Imajica by Clive Barker

Imajica by Clive Barker

Author:Clive Barker [Barker, Clive]
Language: eng
Format: epub, mobi, azw3
Tags: Fantasy, Fiction
ISBN: 9780060937263
Publisher: New York : Perennial, 2002.
Published: 2002-07-25T06:00:00+00:00


38

In any other place but this, Gentle might have been frustrated by the sight of so many sealed doors, but as Lazarevich led him closer to the Pivot Tower the atmosphere grew so thick with dread he was glad whatever lay behind those doors was locked away. His guide spoke scarcely at all. When he did it was to suggest that Gentle make the rest of the journey alone.

“It’s a little way now,” he kept saying. “You don’t need me any more.”

“That’s not the deal,” Gentle would remind him, and Lazarevich would curse and whine, then head on some distance in silence, until a shriek down one of the passages, or a glimpse of blood spilled on the polished floor, made him halt and start his little speech afresh.

At no point in this journey were they challenged. If these titanic halls had ever buzzed with activity-and given that small armies could be lost in them, Gentle doubted that they ever had-they were all but deserted now. Those few servants and bureaucrats they did encounter were busy leaving, burdened with hastily gathered belongings as they hurried down the corridors. Survival was their foremost priority. They gave the bleeding soldier and his ill-dressed companion scarcely a look.

At last they came to a door, this one unsealed, which Lazarevich refused point-blank to enter.

“This is the Pivot Tower,” he said, his voice barely audible.

“How do I know you’re telling the truth?”

“Can’t you feel it?”

Now it was remarked upon, Gentle did indeed feel a subtle sensation, barely strong enough to be called a tingle, in his fingertips, testicles, and sinuses.

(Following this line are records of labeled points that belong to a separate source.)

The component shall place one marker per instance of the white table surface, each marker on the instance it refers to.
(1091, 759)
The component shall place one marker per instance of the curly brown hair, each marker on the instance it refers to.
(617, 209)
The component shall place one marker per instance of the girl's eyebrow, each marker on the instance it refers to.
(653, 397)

“That’s the tower, I swear,” Lazarevich whispered.

Gentle believed him. “All right,” he said. “You’ve done your duty; you’d better go.”

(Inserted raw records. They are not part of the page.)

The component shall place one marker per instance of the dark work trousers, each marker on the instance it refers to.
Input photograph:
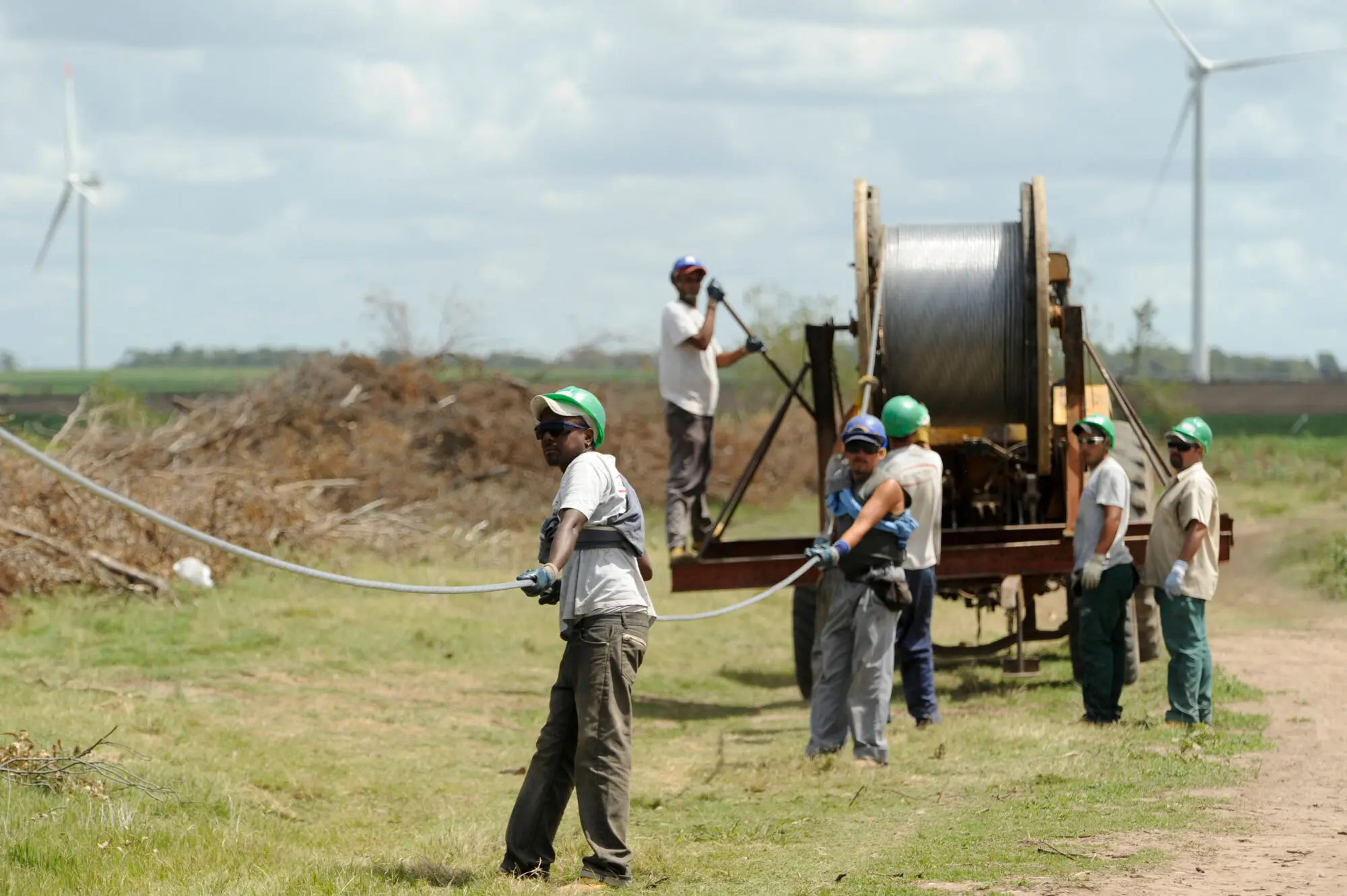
(1183, 622)
(1104, 642)
(915, 653)
(587, 747)
(686, 510)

The man grinned. “You mean it?”

“Yes.”

“Oh, thank you. Whoever you are. Thank you.”

Before he could skip away, Gentle took hold of his arm and drew him close. “Tell your children,” he said, “not to be soldiers. Poets, maybe, or shoe-shiners. But not soldiers. Got it?”

Lazarevich nodded violently, though Gentle doubted he’d comprehended a word. His only thought was of escape, and he took to his heels the moment Gentle let go of him and was out of sight in two or three seconds. Turning to the beaten brass doors, Gentle pushed them a few inches wider and slipped inside. The nerve endings in his scrotum and palms knew that something of significance was nearby-what had been subtle sensation was almost painful now-even though his eyes were denied sight of it by the murk of the room he’d entered. He stood by the door until he was able to grasp some sense of what lay ahead. This was not, it seemed, the Pivot Tower itself but an antechamber of some kind, as stale as a sickroom. Its walls were bare, its only furniture a table upon which a canary cage lay overturned, its door open, its occupant flown. Beyond the table, another doorway, which he took, led him into a corridor, staler still than the room he’d left.